I’d like to start off by stating that I am not against people receiving the COVID-19 MRNA vaccine; both my father and mother are vaccinated, as well as my sister and brother-in-law. You will never hear me telling people to NOT get the vaccine. However, as a healthy 21-year-old, I personally feel that I don’t have to be vaccinated in order to live a healthy and safe life. Some argue that this is “selfish thinking”, but I actually find it to be thinking freely. We know that Covid-19 affects middle aged and older adults, especially those with pre-existing conditions. A study published by John Elflein on June 1, found that since the beginning of January 2020, COVID-19 has killed 579,029 Americans with 300 of them being ages 0-17 and 2,253 of them between 18 to 29 years old.

I went to college in North Carolina at High Point University during COVID and before I left home to start the new school year, my closest friends were warning me that I would soon be back home because school would “eventually shut down.” School never shut down, not once. We peaked at 156 cases, a school with a student population of 4,951. It staggers my imagination that this country had to shut down most schools because of this virus.

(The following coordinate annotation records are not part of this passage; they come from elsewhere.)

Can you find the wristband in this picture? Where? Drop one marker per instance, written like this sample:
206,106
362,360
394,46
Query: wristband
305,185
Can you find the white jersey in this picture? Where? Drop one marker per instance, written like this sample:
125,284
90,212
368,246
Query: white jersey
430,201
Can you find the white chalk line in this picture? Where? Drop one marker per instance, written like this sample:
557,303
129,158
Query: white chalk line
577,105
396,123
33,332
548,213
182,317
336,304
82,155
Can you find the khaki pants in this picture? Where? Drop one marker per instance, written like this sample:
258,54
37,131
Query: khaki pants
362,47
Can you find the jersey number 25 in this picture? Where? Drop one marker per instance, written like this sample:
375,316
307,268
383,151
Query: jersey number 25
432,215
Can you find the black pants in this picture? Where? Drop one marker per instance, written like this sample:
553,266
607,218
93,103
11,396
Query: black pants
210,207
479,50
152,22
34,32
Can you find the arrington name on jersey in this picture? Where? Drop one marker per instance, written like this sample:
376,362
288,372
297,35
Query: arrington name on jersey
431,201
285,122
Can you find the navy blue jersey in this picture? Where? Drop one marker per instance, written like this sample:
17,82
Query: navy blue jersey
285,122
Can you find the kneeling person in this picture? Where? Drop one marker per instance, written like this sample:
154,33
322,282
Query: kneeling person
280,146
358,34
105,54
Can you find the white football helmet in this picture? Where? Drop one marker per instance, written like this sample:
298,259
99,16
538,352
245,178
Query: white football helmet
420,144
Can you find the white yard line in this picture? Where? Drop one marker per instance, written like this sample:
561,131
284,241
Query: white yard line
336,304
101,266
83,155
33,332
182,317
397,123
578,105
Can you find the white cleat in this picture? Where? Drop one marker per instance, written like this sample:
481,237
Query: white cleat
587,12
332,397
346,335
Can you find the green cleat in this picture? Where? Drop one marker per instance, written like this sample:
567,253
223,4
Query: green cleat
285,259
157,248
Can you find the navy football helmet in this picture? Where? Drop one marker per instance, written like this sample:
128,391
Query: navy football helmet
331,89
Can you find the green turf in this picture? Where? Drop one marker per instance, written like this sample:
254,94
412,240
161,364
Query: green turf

I don’t understand why people are allowed to get onto a fully boarded plane, but students can’t go to school and learn. We must find ways to adapt and move forward and doing school online is not the answer. This is setting a very bad precedent for the future of this country. It might sound like vaccinations are the solution, but not if they have to be required. It goes against our civil liberties.

Although I am not against people getting the vaccine, I am against the pressure that is coming from society. It reminds me of high school when the “cool kids” would pressure you into drinking. I feel like I am being pressured by society’s “cool people” to get vaccinated. Whenever I see these videos of celebrities telling me to get vaccinated, deep down, it only makes me not want to take it even more. We should be encouraging Americans to get outside, exercise, and eat healthy foods instead of incentivizing unhealthy behavior like offering free hamburgers for getting vaccinated (Shake Shack) or even giving out free donuts (Krispy Kreme). It seems to me that this is all about making money and taking control, yet we are being told this is “getting back to normal”. This might sound like anti-vaccine rhetoric, but don’t misinterpret what I’m saying. I have a problem with the pressure coming from all institutions and factions of life. Whatever happened to “my body, my choice”? No one knows the side effects that it may cause in the long run, and it is crucial to find out these answers when we are encouraging and in some cases requiring young people to get vaccinated.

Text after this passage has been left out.